I was, of course speechless. Clearly it wasn't a time to talk about what eternal separation from God might actually be like. But she was saying something important to me about the message that had been communicated to her about what it meant to follow Christ.
In my own experience, growing up, I heard so many conversations about "eternal life." The focus was always on the eternal aspect of it - what would that life in heaven look like, wouldn't it be great to escape this life and go to glory, etc.
So I've been meditating on the story of Nicodemus and Jesus from John 3 as preparation for some storying that we're going to be doing in the next month or two. And after memorizing the passage and trying to get inside it, I went and read some commentaries on the passage. And the thing that struck me is that the "eternal life" that Jesus references could really be translated "life with the eternal One."
I know that I've talked about the idea of hope before and how void of hope the places that I walk and live really seem to be. What if the hope we have to offer is not just the idea of a someday perfect reality, but is something that starts now? What if it is about having relationship to and access to the Eternal One? What if that relationship with the Eternal One has the ability to change our lives now? Maybe not our circumstances, but the quality of the kind of life we live. What if that is the story we were telling people?
I know that, growing up, I heard that story too. But it was a fainter story. It was a story lived by my parents, sure. But it wasn't the message that the church as a whole was speaking.

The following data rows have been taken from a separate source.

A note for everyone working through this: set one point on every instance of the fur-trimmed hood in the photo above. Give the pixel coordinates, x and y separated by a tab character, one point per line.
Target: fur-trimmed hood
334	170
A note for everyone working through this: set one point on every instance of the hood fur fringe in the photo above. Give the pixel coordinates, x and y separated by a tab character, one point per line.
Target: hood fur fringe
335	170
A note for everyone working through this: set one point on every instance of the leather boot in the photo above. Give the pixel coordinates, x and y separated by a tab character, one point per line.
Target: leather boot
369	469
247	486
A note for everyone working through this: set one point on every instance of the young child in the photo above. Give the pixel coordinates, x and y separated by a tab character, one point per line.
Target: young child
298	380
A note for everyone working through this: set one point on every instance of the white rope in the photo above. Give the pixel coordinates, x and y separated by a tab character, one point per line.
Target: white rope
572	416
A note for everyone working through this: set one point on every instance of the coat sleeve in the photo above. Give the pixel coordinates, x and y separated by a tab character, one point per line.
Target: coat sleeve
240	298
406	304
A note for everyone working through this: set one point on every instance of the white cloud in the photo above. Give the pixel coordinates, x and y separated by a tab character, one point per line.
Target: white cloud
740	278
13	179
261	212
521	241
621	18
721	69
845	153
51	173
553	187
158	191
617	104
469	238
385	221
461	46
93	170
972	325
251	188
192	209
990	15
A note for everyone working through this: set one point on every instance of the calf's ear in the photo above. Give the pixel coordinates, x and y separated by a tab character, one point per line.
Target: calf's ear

It is the story that I've been living though. Life with the Eternal One is spectacular. It's filled with peace and joy and a deep, abiding knowledge of who I am and who I belong to. It's something that orders my steps and helps me to choose right paths. That is something that I want others to experience too. It's something I want others to have. It's so much of the motivation for the passion that I feel for walking with people in spiritual conversations and doing life with people outside of the church.